Community safety and well-being plans (CSWPs) came into being as the result of the Safer Ontario Act, passed by the provincial government in 2018. It requires municipalities to create these CSWP plans, but offers little in the way of detail about what the plans need to include.

Recommendation #10 from the CKW inquest calls for the inclusion of intimate partner violence (IPV) in CSWBPs. The provincial government says its jurisdiction does not extend to mandating what goes into the individual plans developed by each municipality.

A number of communities have included a focus on gender-based violence (GBV), with provisions relating to both IPV and sexual violence, in their CSWBPs.

Including GBV in CSWBPs acknowledges that GBV, including IPV, is a serious and public problem, and that the community is going to be part of responding to and addressing that problem. It brings GBV out of the shadows into the public, which helps those living with GBV to feel less isolated. It makes GBV part of community conversations rather than a secret that people think they can’t talk about.

Here’s what you can do:

  1. Find out whether your community is one of the 95 that have declared IPV to be an epidemic.
  2. If it hasn’t, contact your local women’s shelter or sexual assault centre to find out if they are advocating for this.
  3. If your community has already made the declaration, find out whether it includes GBV in its CSWBP. You can do this by asking your city councillor or the women’s shelter/sexual assault centre.
    1. If it hasn’t, raise the issue with one of your city councillors and find out how you can be part of the process to develop GBV material to include in the CSWBP. There may be a working group or steering committee already in place or you might be able to start one.
  4. Speak out about the importance of including GBV in your municipality’s CSWBP. Write a letter to the editor, talk about it at your book club, parent council meetings, your religious institution or service club meetings.
  5. Look at CSWBPs from other communities that have included GBV.

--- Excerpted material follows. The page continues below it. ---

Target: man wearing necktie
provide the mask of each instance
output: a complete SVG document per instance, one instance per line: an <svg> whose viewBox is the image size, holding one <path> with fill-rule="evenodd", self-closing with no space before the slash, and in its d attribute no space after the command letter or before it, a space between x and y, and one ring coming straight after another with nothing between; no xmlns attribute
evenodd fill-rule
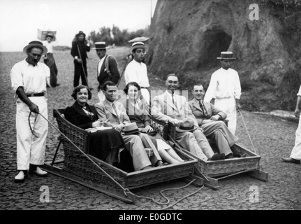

While the provincial government doesn’t mandate what communities should include in their safety and well-being plans, it does strongly encourage the inclusion of four areas for action, all of which provide openings for talking about GBV:

  • Social programming
  • Prevention
  • Risk assessment
  • Incident response

Some of the themes you might want to include in your CSWBP are:

  • Background information about GBV in your community: statistics, patterns, unique issues
  • Information about services that are already available
  • Service gaps
  • Common challenges for survivors and those who cause harm
  • Strategies for responding to GBV so then safety and well-being of the entire community are enhanced

You will probably want to include specific actions that you think your community needs to take to improve its response to GBV. These need to have clear and measurable outcomes so you can assess whether progress is being made.

Getting GBV into your CSWBP is a big first step and, once you have achieved this, you should celebrate your accomplishment. Then, you can get back to the ongoing work you still have to do:

  • Continue building connections with municipal politicians and others who have the power to implement the CSWBP
  • Make sure the community knows that your safety and well-being plan includes GBV
  • Monitor implementation by tracking activities to see if your outcomes are being achieved

Community safety and well-being plans on their own won’t end GBV, but they can play an important role in helping raise public awareness, making survivors feel less isolated and encouraging greater collaboration at the community level.

As a member of the Renfrew County community said at the time of the CKW inquest:

“To survive, you have to live in a community that takes responsibility for your safety.”